Part one on principles and practices begins with a chapter on basic concepts including a definition of metadata, its various types and roles and a careful statement of the aspects of metadata schemas: semantics, content rules, and syntax. Caplan uses the IFLA Functional Requirement for Bibliographic Records as the means for driving home the need for "a rigorous data model underlying the scheme" that reflects the entities to be described and the relationships among them.
The statement of principles and practices is followed by a discussion of various syntactic bindings for metadata including MARC, HTML, SGML, and XML. While some might disagree with Caplan's treatment of Resource Description Framework (RDF) as yet another syntactic binding, her explanation of the XML serialization of RDF is clear.
As noted earlier, Caplan includes a chapter on value spaces with descriptions of the characteristics of simple controlled vocabularies, thesauri, and classification schemes. While the explanations of each are fairly elementary, they provide sufficient background for librarians and students of librarianship to place their significance within the larger framework of metadata. There is a substantial section on identifiers ranging from familiar public identifiers such as ISBNs and ISSNs to the less familiar such as URLs and URNs.
Part one closes with two chapters that focus heavily on metadata problems in the context of a network environment striving for metadata interoperability among metadata repositories containing metadata drawn from a rich variety of schemas. In the first of these chapters, mechanisms for achieving some degree of interoperability are briefly explored. Those mechanisms range from system interoperability stemming from strong federations and relatively homogeneous metadata (such as traditional library union catalogs and the use of cross-system searching of such systems using ANSI/NISO Z39.50), to cross-walks among more heterogeneous schemas. The chapter on interoperability concludes with a discussion of metadata registries including several projects of note and the role such registries will play in promoting metadata interoperability.
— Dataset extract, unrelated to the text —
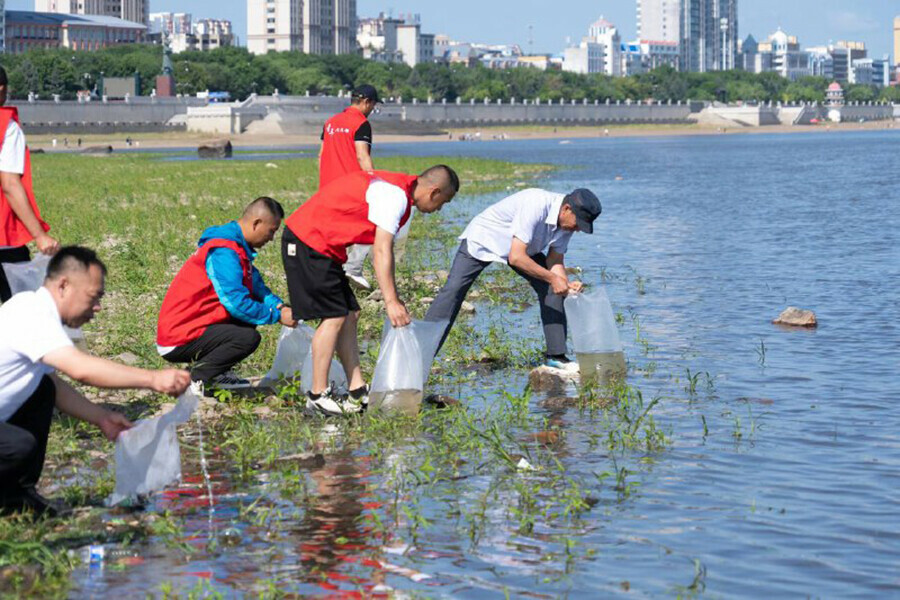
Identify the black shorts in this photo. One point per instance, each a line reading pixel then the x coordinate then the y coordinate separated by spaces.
pixel 317 285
The second of the concluding chapters on principles looks at how metadata is being used on the Web and by internet search engines, and looks at the role of metadata in building the semantic Web.
Part two of the text examines a number of metadata initiatives and schemas. Caplan notes that neither the enumeration of projects and schemas nor their treatment are exhaustive. It is clear from Caplan's narrative that many of the initiatives and schemas she highlights are works-in-progress. Even so, they are very useful in casting light on functional areas of concern as well as the metadata needs of various discourse and practice communities. A number of the initiatives discussed illustrate the evolving nature of metadata in the networked environment, pointing clearly to the fact that the era of monolithic, all-purpose metadata schemas that have served libraries well in the past are giving way to a broad range of experimentation among disparate communities to develop metadata schemas that meet their particular needs.
In conclusion, Caplan's text is extremely worthwhile readingparticularly so for the librarian or student of librarianship wanting to get a solid, high-level view of the metadata landscape. Even for the relatively seasoned metadata practitioner or scholar, Caplan provides interesting insights into the history of a number of the initiatives she highlights. The text is well written, authoritative, and timely.